Yeah, I would be scared to go alone. I guess that doesn't make sense because I did go to an SAS gathering once. Maybe it made it a little easier having some familiarity with the people I was meeting, having seen them posting on the boards for a while.


----------



## DI117 (Aug 13, 2010)

Hey everyone, I moved to the Boston area for work a couple months ago aaaaaaand I don't really know too many people around here outside of work...

If there's anything happening in the future I'd love to be a part of it and meet some other socially anxious people. Let me know!


----------



## merryk (Dec 25, 2008)

DI117 said:


> If there's anything happening in the future I'd love to be a part of it and meet some other socially anxious people. Let me know!


I'll be staying in the Boston area next month and would like to meet up with anyone willing. I want to continue to push myself to be more social despite increased anxiety, since not much good comes from setting about the house alone.

I know there are several of us around the suburbs, so hopefully some will be adventurous enough to gather  pm me if you'd like, anyone.


----------



## estse (Nov 18, 2003)

I was looking for this thread and surprised to find it at the top of the Gatherings section. Figured it would be way back in the archives by now.

The meet-up on September 3rd went well, and I got pictures of my cat and my bathroom to show I was there (the meet happened at my house). It would have been great if other SAers were there, but all I did was play Apples to Apples by myself.


----------



## DI117 (Aug 13, 2010)

merryk said:


> I'll be staying in the Boston area next month and would like to meet up with anyone willing. I want to continue to push myself to be more social despite increased anxiety, since not much good comes from setting about the house alone.
> 
> I know there are several of us around the suburbs, so hopefully some will be adventurous enough to gather  pm me if you'd like, anyone.





Mercurochrome said:


> I was looking for this thread and surprised to find it at the top of the Gatherings section. Figured it would be way back in the archives by now.
> 
> The meet-up on September 3rd went well, and I got pictures of my cat and my bathroom to show I was there (the meet happened at my house). It would have been great if other SAers were there, but all I did was play Apples to Apples by myself.

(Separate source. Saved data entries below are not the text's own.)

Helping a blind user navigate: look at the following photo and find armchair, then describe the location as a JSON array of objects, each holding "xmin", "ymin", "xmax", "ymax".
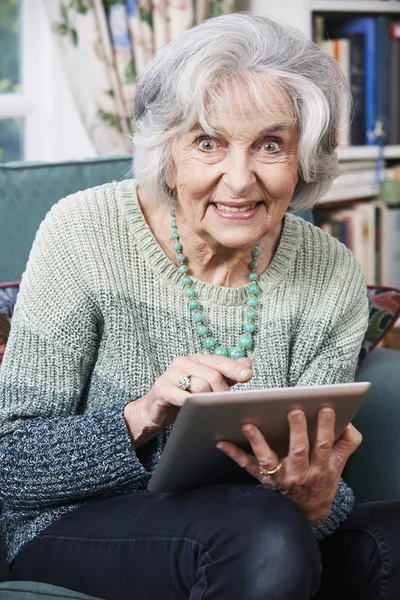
[{"xmin": 1, "ymin": 156, "xmax": 399, "ymax": 599}]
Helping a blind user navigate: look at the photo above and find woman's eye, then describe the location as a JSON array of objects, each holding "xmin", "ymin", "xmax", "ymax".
[
  {"xmin": 262, "ymin": 141, "xmax": 280, "ymax": 153},
  {"xmin": 197, "ymin": 137, "xmax": 217, "ymax": 151}
]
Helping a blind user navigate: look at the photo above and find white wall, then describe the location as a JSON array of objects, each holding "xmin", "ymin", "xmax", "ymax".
[{"xmin": 239, "ymin": 0, "xmax": 309, "ymax": 35}]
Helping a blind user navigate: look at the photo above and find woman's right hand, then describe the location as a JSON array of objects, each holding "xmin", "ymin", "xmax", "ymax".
[{"xmin": 124, "ymin": 354, "xmax": 253, "ymax": 448}]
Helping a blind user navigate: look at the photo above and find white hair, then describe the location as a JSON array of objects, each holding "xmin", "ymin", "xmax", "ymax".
[{"xmin": 133, "ymin": 12, "xmax": 349, "ymax": 210}]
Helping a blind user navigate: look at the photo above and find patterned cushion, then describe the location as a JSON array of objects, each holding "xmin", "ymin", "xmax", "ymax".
[
  {"xmin": 358, "ymin": 286, "xmax": 400, "ymax": 365},
  {"xmin": 1, "ymin": 282, "xmax": 399, "ymax": 367},
  {"xmin": 0, "ymin": 282, "xmax": 19, "ymax": 365}
]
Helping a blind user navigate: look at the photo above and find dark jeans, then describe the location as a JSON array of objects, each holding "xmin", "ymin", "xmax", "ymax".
[{"xmin": 11, "ymin": 485, "xmax": 400, "ymax": 600}]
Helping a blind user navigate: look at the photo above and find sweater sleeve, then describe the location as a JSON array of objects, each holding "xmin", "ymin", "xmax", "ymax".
[
  {"xmin": 292, "ymin": 253, "xmax": 369, "ymax": 540},
  {"xmin": 0, "ymin": 402, "xmax": 162, "ymax": 509},
  {"xmin": 0, "ymin": 190, "xmax": 161, "ymax": 510}
]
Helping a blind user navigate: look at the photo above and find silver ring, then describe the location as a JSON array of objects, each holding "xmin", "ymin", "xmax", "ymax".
[{"xmin": 178, "ymin": 376, "xmax": 191, "ymax": 391}]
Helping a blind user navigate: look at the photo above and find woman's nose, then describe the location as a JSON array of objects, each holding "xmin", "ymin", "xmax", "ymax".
[{"xmin": 221, "ymin": 151, "xmax": 257, "ymax": 197}]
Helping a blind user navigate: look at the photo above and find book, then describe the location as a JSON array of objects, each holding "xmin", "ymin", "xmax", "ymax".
[
  {"xmin": 379, "ymin": 206, "xmax": 400, "ymax": 288},
  {"xmin": 314, "ymin": 203, "xmax": 377, "ymax": 285},
  {"xmin": 320, "ymin": 39, "xmax": 351, "ymax": 146},
  {"xmin": 390, "ymin": 23, "xmax": 400, "ymax": 144},
  {"xmin": 326, "ymin": 18, "xmax": 378, "ymax": 146},
  {"xmin": 313, "ymin": 15, "xmax": 325, "ymax": 46},
  {"xmin": 348, "ymin": 33, "xmax": 366, "ymax": 146},
  {"xmin": 375, "ymin": 16, "xmax": 391, "ymax": 145}
]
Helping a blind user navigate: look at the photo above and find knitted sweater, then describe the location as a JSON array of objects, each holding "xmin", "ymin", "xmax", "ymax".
[{"xmin": 0, "ymin": 180, "xmax": 369, "ymax": 565}]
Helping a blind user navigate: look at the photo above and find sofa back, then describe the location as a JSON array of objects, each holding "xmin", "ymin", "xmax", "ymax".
[{"xmin": 0, "ymin": 156, "xmax": 134, "ymax": 282}]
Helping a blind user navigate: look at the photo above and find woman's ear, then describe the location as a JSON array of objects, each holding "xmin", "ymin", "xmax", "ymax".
[{"xmin": 165, "ymin": 162, "xmax": 176, "ymax": 191}]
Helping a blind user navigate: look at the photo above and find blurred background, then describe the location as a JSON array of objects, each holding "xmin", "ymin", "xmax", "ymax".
[{"xmin": 1, "ymin": 0, "xmax": 400, "ymax": 346}]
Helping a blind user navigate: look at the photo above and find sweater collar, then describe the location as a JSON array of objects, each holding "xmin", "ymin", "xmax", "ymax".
[{"xmin": 118, "ymin": 179, "xmax": 302, "ymax": 306}]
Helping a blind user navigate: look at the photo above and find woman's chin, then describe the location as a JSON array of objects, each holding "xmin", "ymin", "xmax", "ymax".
[{"xmin": 208, "ymin": 230, "xmax": 263, "ymax": 251}]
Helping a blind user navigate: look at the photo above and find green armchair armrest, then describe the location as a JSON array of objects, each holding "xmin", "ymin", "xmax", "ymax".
[
  {"xmin": 0, "ymin": 581, "xmax": 102, "ymax": 599},
  {"xmin": 344, "ymin": 347, "xmax": 400, "ymax": 503}
]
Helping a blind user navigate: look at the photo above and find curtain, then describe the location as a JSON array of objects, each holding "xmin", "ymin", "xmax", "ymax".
[{"xmin": 42, "ymin": 0, "xmax": 234, "ymax": 155}]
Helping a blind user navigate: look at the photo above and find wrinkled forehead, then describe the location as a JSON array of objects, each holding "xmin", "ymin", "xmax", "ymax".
[{"xmin": 201, "ymin": 74, "xmax": 297, "ymax": 136}]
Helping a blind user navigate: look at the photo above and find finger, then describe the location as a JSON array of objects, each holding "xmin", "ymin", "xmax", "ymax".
[
  {"xmin": 225, "ymin": 357, "xmax": 253, "ymax": 387},
  {"xmin": 216, "ymin": 440, "xmax": 273, "ymax": 484},
  {"xmin": 333, "ymin": 423, "xmax": 363, "ymax": 466},
  {"xmin": 241, "ymin": 423, "xmax": 281, "ymax": 472},
  {"xmin": 286, "ymin": 410, "xmax": 310, "ymax": 472},
  {"xmin": 310, "ymin": 407, "xmax": 335, "ymax": 467},
  {"xmin": 187, "ymin": 354, "xmax": 253, "ymax": 384},
  {"xmin": 172, "ymin": 363, "xmax": 231, "ymax": 392},
  {"xmin": 151, "ymin": 379, "xmax": 193, "ymax": 408}
]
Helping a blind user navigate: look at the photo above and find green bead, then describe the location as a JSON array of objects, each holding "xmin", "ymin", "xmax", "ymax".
[
  {"xmin": 213, "ymin": 346, "xmax": 229, "ymax": 356},
  {"xmin": 176, "ymin": 253, "xmax": 186, "ymax": 263},
  {"xmin": 255, "ymin": 241, "xmax": 261, "ymax": 247},
  {"xmin": 250, "ymin": 261, "xmax": 259, "ymax": 270},
  {"xmin": 171, "ymin": 231, "xmax": 179, "ymax": 239},
  {"xmin": 251, "ymin": 249, "xmax": 261, "ymax": 258},
  {"xmin": 171, "ymin": 220, "xmax": 177, "ymax": 228},
  {"xmin": 185, "ymin": 287, "xmax": 196, "ymax": 298},
  {"xmin": 245, "ymin": 309, "xmax": 256, "ymax": 320},
  {"xmin": 238, "ymin": 333, "xmax": 253, "ymax": 350},
  {"xmin": 249, "ymin": 272, "xmax": 259, "ymax": 281},
  {"xmin": 173, "ymin": 242, "xmax": 182, "ymax": 252},
  {"xmin": 193, "ymin": 311, "xmax": 204, "ymax": 323},
  {"xmin": 197, "ymin": 325, "xmax": 208, "ymax": 336},
  {"xmin": 229, "ymin": 347, "xmax": 245, "ymax": 360},
  {"xmin": 247, "ymin": 297, "xmax": 257, "ymax": 308},
  {"xmin": 178, "ymin": 265, "xmax": 189, "ymax": 274},
  {"xmin": 181, "ymin": 276, "xmax": 192, "ymax": 286},
  {"xmin": 203, "ymin": 337, "xmax": 216, "ymax": 350},
  {"xmin": 248, "ymin": 283, "xmax": 259, "ymax": 295},
  {"xmin": 243, "ymin": 322, "xmax": 255, "ymax": 333},
  {"xmin": 170, "ymin": 209, "xmax": 176, "ymax": 217},
  {"xmin": 188, "ymin": 299, "xmax": 199, "ymax": 310}
]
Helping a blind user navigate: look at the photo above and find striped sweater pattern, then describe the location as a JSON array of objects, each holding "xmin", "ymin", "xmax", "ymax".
[{"xmin": 0, "ymin": 180, "xmax": 369, "ymax": 564}]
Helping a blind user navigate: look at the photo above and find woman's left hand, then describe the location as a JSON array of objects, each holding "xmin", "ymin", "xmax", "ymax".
[{"xmin": 216, "ymin": 407, "xmax": 362, "ymax": 526}]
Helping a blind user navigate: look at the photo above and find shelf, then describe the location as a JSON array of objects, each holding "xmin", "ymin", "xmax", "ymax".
[
  {"xmin": 320, "ymin": 182, "xmax": 380, "ymax": 203},
  {"xmin": 311, "ymin": 1, "xmax": 400, "ymax": 13},
  {"xmin": 337, "ymin": 145, "xmax": 400, "ymax": 160}
]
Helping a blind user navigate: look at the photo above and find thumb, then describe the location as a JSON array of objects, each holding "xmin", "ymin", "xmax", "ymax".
[
  {"xmin": 235, "ymin": 357, "xmax": 252, "ymax": 369},
  {"xmin": 333, "ymin": 423, "xmax": 363, "ymax": 463}
]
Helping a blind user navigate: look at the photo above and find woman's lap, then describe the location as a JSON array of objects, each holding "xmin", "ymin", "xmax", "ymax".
[
  {"xmin": 11, "ymin": 486, "xmax": 400, "ymax": 600},
  {"xmin": 12, "ymin": 484, "xmax": 320, "ymax": 600}
]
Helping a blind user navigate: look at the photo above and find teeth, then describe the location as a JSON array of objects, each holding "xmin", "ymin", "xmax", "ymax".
[{"xmin": 214, "ymin": 203, "xmax": 258, "ymax": 212}]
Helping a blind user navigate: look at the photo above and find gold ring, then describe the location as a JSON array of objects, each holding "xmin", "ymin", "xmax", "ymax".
[{"xmin": 259, "ymin": 461, "xmax": 283, "ymax": 477}]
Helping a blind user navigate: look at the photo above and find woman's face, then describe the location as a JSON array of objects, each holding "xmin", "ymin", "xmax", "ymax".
[{"xmin": 168, "ymin": 84, "xmax": 299, "ymax": 251}]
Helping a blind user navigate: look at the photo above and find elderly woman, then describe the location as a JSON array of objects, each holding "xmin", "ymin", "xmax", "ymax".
[{"xmin": 1, "ymin": 11, "xmax": 399, "ymax": 600}]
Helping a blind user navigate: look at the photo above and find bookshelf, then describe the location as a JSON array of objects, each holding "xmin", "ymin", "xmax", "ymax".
[
  {"xmin": 311, "ymin": 2, "xmax": 400, "ymax": 14},
  {"xmin": 322, "ymin": 183, "xmax": 380, "ymax": 203},
  {"xmin": 337, "ymin": 145, "xmax": 400, "ymax": 160}
]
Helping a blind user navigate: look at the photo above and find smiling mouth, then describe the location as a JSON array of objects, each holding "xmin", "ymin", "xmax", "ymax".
[{"xmin": 213, "ymin": 202, "xmax": 261, "ymax": 213}]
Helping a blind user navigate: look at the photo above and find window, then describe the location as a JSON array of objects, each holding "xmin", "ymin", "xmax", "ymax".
[
  {"xmin": 0, "ymin": 0, "xmax": 96, "ymax": 163},
  {"xmin": 0, "ymin": 0, "xmax": 24, "ymax": 161}
]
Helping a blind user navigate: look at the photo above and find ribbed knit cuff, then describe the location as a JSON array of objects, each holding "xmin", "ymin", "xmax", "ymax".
[{"xmin": 313, "ymin": 479, "xmax": 355, "ymax": 541}]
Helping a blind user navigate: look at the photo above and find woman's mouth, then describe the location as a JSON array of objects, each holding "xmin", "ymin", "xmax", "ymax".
[{"xmin": 211, "ymin": 202, "xmax": 263, "ymax": 220}]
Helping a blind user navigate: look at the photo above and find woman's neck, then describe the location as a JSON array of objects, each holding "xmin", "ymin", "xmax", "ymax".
[{"xmin": 137, "ymin": 188, "xmax": 283, "ymax": 288}]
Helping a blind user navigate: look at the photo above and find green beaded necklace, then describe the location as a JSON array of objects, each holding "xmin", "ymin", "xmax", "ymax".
[{"xmin": 170, "ymin": 208, "xmax": 261, "ymax": 360}]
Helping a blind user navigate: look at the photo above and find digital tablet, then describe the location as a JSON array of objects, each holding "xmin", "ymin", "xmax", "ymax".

Well I guess we're going to have to do something then. Any suggestions?


----------



## merryk (Dec 25, 2008)

Mercurochrome said:


> I was looking for this thread and surprised to find it at the top of the Gatherings section. Figured it would be way back in the archives by now.
> 
> The meet-up on September 3rd went well, and I got pictures of my cat and my bathroom to show I was there (the meet happened at my house). It would have been great if other SAers were there, but all I did was play Apples to Apples by myself.


We haven't given up yet! We'll have to improve upon your party of 1 1/2 of Sep 3, lol.

I vote for something inexpensive, being unemployed and living off meager savings and all :roll The upside of having a virtually non-existent social life, saves money! Any bowlers in the group? hehe


----------



## merryk (Dec 25, 2008)

bumping this thread...
hopefully not in vain (again!) :um where is everyone around here?


----------



## merryk (Dec 25, 2008)

I'm in the North Shore through 10/28...if anyone in the area wants to get together, let me know here or pm  Most of you I know are in the South Shore or west 'burbs, so I realize driving/transportation can be an issue, but I'm putting it out there...


----------



## Kennnie (Oct 21, 2010)

Did you guys actually end up meeting? how was it?


----------